The old man's face splashed into a huge, foamy smile. He kissed her gently on both eyes, and Harriet, in return, rubbed her cheek like a cat against his gristly jaw. Moses felt lighter than a feather. “Got to have somebody, don't I?”

In the common room, Moses rifled through the cupboard, came up with a bottle of luke-warm bourbon and, hands trembling, poured himself three fingers' worth in a glass. Then, because he figured he deserved it, he refilled his glass and, draining it slowly, sloshing it around in his mouth, considered his options. He could turn Mingo over to the law and let it go at that, but damned if he couldn't shake loose the idea that killing the boy somehow wouldn't put things to rights; it would be like they were killing Moses himself, destroying a part of his soul. Besides, whatever the African'd done, it was what he'd learned through Moses, who was not the most reliable lens for looking at things. You couldn't rightly call a man responsible if, in some utterly alien place, he was without power, without privilege, without property—was, in fact, property—if he had no position, had nothing, or virtually next to nothing, and nothing was his product or judgment. “Be damned!” Moses spit. It was a bitter thing to siphon your being from someone else. He knew that now. It was like, on another level, what Liverspoon had once tried to deny about God and man: If God was (and now Moses wasn't all that sure), and
if
He made the world, then a man didn't have to answer for anything.
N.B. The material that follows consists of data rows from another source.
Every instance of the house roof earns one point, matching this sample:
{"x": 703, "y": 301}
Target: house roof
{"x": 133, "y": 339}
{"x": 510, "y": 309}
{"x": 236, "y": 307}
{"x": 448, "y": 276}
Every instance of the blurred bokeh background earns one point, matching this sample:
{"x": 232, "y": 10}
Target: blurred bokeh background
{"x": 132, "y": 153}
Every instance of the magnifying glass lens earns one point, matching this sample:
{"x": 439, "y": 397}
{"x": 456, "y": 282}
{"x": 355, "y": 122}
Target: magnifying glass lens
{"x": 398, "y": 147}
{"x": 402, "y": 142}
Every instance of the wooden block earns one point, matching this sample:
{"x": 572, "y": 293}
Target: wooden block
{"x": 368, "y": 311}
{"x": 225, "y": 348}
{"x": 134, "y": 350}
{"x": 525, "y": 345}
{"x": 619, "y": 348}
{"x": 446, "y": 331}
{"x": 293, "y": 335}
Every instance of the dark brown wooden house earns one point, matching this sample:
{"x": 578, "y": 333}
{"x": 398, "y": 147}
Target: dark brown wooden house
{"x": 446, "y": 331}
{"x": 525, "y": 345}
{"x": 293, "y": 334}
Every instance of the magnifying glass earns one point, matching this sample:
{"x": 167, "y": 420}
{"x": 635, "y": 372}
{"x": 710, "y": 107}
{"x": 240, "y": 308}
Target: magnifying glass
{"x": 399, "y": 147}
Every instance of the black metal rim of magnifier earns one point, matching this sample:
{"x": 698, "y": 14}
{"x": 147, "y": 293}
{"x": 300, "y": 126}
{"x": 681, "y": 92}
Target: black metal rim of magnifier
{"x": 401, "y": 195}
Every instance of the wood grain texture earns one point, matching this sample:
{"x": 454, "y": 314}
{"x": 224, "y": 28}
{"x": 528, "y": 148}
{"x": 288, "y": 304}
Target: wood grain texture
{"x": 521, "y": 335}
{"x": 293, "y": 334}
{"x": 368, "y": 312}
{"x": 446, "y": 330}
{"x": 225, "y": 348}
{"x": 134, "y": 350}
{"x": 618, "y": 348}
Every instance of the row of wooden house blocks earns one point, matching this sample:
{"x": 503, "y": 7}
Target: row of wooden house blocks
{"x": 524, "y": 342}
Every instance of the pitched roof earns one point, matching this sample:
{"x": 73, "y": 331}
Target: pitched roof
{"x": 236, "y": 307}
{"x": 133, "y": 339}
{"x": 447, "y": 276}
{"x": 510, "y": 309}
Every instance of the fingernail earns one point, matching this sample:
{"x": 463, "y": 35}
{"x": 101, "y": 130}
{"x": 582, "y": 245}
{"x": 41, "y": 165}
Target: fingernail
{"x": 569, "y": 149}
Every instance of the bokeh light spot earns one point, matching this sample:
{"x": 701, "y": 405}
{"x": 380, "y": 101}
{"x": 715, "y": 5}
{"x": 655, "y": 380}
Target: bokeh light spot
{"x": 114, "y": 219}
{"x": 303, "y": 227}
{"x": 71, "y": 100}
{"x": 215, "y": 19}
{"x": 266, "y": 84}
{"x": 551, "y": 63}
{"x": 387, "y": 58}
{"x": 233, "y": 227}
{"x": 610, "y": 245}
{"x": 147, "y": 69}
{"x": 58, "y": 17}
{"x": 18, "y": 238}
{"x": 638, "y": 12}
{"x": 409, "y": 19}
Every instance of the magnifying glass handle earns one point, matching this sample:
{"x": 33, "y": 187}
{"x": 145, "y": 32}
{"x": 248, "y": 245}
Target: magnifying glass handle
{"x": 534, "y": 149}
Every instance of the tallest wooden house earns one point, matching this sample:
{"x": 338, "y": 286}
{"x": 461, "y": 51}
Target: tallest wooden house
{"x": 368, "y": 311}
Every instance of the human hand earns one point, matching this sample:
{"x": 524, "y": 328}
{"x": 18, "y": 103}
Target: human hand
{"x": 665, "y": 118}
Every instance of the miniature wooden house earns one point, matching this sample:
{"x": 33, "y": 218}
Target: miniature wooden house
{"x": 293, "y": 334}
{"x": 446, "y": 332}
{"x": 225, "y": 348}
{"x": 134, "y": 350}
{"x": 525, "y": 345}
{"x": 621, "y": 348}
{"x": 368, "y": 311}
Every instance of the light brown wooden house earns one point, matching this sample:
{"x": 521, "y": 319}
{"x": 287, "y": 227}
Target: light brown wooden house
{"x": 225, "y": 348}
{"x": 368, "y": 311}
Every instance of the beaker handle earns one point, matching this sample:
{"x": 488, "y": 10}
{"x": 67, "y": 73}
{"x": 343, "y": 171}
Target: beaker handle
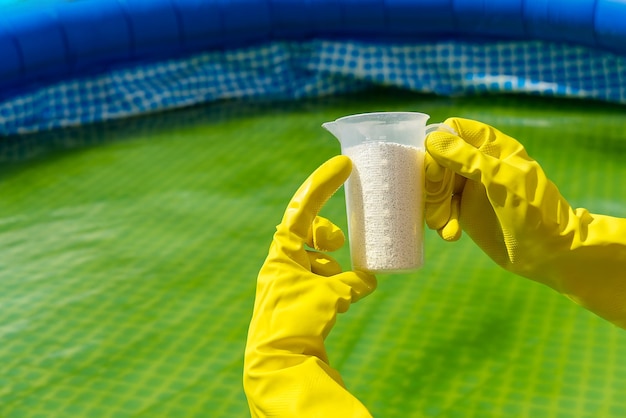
{"x": 434, "y": 126}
Rape or murder, it all referred back to who-or-whatever was responsible for that world's make-up. Chest fallen, he tossed away his glass, lifted the bottle to his lips, then nervously lit his pipe. Maybe…maybe they could run, if it came to that, and start all over again in Missouri, where he'd teach Mingo the difference between chicken hawks and strangers. But, sure as day, he'd do it again. He couldn't change. What was
was
. They'd be running forever, across all space, all time—so he imagined—like fugitives with no fingers, no toes, like two thieves or yokefellows, each with some God-awful secret that could annihilate the other. Naw! Moses thought. His blood beat up. The deep, powerful stroke of his heart made him wince. His tobacco maybe. Too strong. He sent more whiskey crashing down his throat.
Naw!
You couldn't have nothing and just go as you pleased. How strange that owner and owned magically dissolved into each other like two crossing shafts of light (or, if he'd known this, which he did not, particles, subatomic, interconnected in a complex skein of relatedness). Shoot him maybe, reabsorb Mingo, was that more merciful?
Naw!
He was fast; fast. Then manumit the African? Noble gesture, that. But how in blazes could he disengage himself when Mingo shored up, sustained,
let be
Moses's world with all its sores and blemishes every time he opened his oily black eyes? Thanks to the trouble he took cementing Mingo to his own mind, he could not, by thunder, do without him now. Giving him his freedom, handing it to him like a rasher of bacon, would shackle Mingo to him even more. There seemed, just then, no solution.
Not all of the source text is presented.